Since I have started my lucid practice I have struggled to be able to reach lucidity consistently. Over the past couple of months I have been working on different techniques that will help me achieve lucidity on a regular basis, with my goal to be able to have a lucid dream 3-4 times a week.

What I have realised is that maintaining a regular practice is like learning to ride a bike. The skill required to ride a bike looks quite simple- you hop on the bike, peddle with your legs and away you go. However, for those starting out the process can be quite daunting- the balance required to stay on and not topple over takes some getting used to. You might only get a short distance before the machine wobbles and you crash. Eventually you get the knack and from that time you don’t look back.
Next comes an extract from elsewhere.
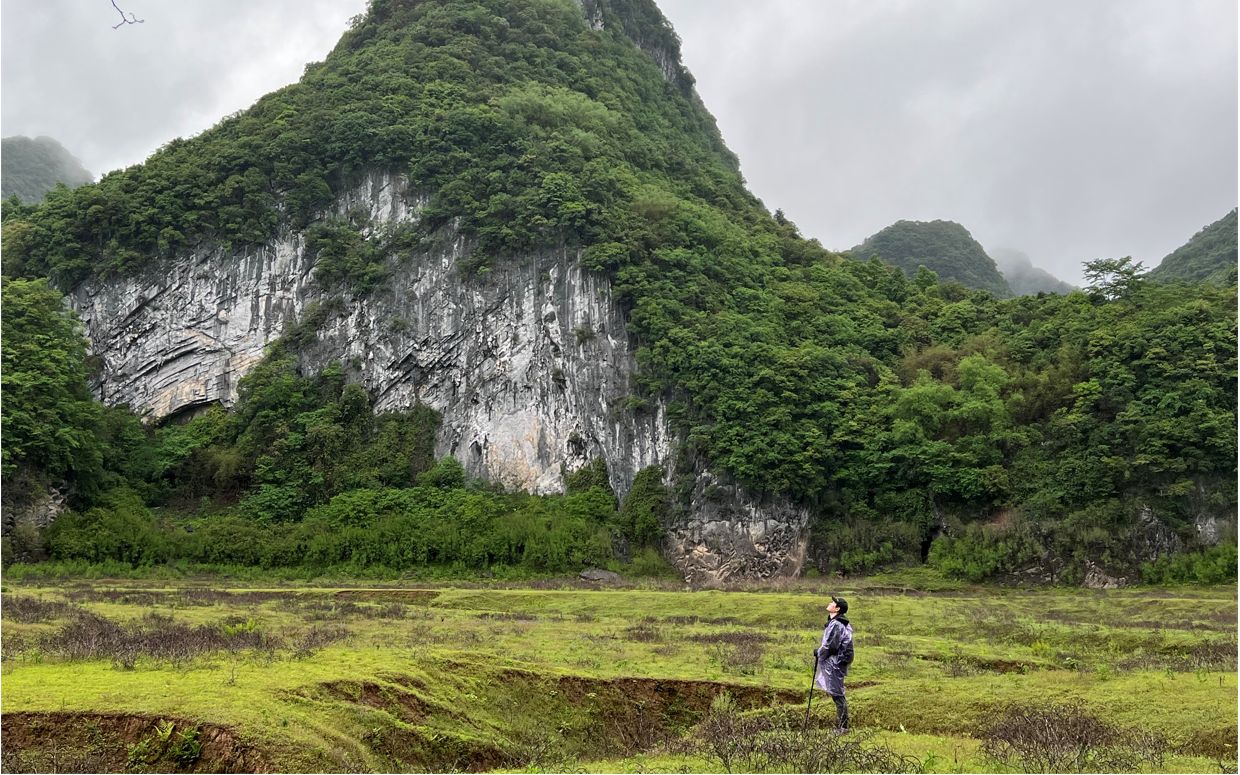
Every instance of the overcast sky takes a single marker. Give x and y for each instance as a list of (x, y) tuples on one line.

There are a number of micro-skills that are needed to ride a bike. I’m not really sure what they are but there must be a subtle training and strengthening of various muscles, and a connection between mind and body that needs to take place before you are competent.
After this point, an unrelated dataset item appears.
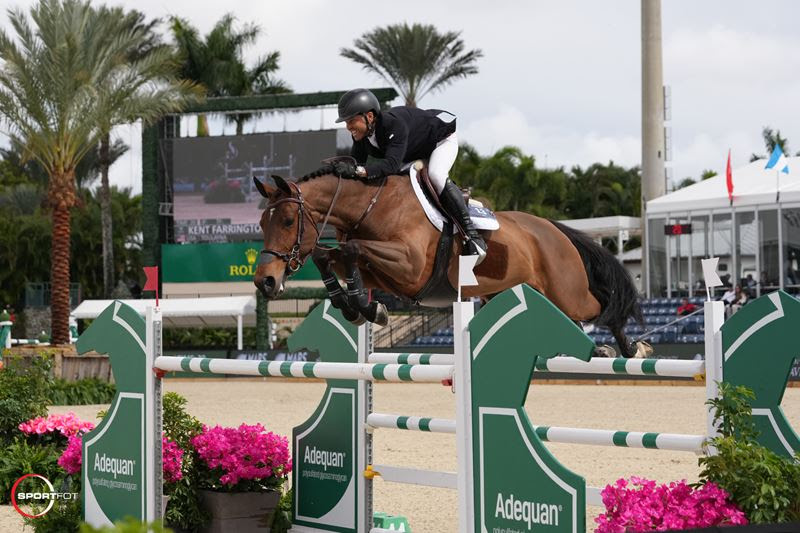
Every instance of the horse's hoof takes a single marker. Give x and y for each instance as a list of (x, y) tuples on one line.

I began to think that lucidity might be the same. What if we could all ride lucidity like a bike. As we know, once you get the skill with a bike, you never lose it. Wouldn’t that be great with lucidity.
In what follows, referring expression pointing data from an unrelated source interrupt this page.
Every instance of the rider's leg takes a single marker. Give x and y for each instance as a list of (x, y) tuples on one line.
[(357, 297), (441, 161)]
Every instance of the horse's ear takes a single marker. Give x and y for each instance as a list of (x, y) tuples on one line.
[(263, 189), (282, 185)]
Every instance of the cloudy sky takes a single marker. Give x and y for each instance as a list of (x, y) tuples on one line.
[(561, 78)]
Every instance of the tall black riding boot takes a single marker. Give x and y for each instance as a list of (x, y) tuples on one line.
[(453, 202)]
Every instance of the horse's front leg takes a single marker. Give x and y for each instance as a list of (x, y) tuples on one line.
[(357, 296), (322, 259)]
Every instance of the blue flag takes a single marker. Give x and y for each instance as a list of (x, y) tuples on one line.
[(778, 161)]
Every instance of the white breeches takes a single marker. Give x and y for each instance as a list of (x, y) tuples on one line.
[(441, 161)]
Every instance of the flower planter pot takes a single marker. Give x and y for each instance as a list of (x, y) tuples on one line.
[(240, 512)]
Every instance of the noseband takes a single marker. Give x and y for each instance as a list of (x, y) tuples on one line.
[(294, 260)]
I think that lucidity might always be more fragile a skill than bike riding, but the principle of learning the knack might be the same.

And then this week I reached my goal of three lucid dreams in a week. And I reflected on what skills I had put together to make that happen. This is what I learnt:

  • The first skill I need to maintain is that of mental focus. It is the ability to tune out all other thoughts and focus on the desire to be lucid. While I generally have pretty good focus, my monkey mind can be pretty intense and maintaining periods of singular focus and will is not always an easy feat. So I tuned up this focus with nighttime meditation before bed.
  • The second skill was the discipline to record my dreams. I have discovered that if I do not write down one part of a dream a night then my ability to tune into the dream world diminished really fast. So even if it is only a fragment, this is essential to my lucid practice. Apparently my subconscious does not like me to skip even one night, its very strict.
  • The third skill is to use the last stage of REM sleep to have lucid dreams. I have known about this for a long time but realise I need to wait for a certain restful feeling in my body for lucidity to come easily. This occurs after 6 hours of sleep and it seems that it doesn’t even have to be 6 hours of continuous sleep, although that is preferable of course.
  • I then use the Wake Back to Bed technique. Wake Back to Bed involved waking up for a period of time in one of your last REM cycles and then returning the sleep with an intention to be lucid. The period of awakening does not have to be long I find for me, but about twenty minutes is enough to allow my brain to come into some level of alertness.
  • But the final step seemed to put all of the previous steps together. I found that it is really valuable to lie on my back with my head slightly cocked to one side, generally the right side. I am usually a side sleeper, so this does not come naturally to me. But after 6 hours of sleep I am more relaxed and it easier to fall asleep this way. If I have achieved a good level of mindful relaxation I can enter lucidity directly from this position – the Wake Initiated Lucid Dream -WILD. However last night I entered lucidity from within the dream but was asleep in this position.

So it seems that all the above steps are needed for me to achieve lucidity on a regular basis. I believe – at least at this point- it is important to maintain all the skills and steps above in order to keep on the lucid bike.

For others developing a lucid practice, you might like to consider it like learning to ride. There are many techniques out there on how to become lucid but there is probably a unique combination for each person that will work for them. The key here is to keep experimenting, trying and failing just like those fumbling first times when you learnt to ride as a kid. Eventually you find the right set of skills and it clicks. By all means, use my techniques above as I’m sure there is some universality to lucid success. The techniques I use you can find in any book on lucid dreaming. But do not believe that just because I achieved it this particular way that it will necessarily work for you.

Find the combination that unlocks your potential.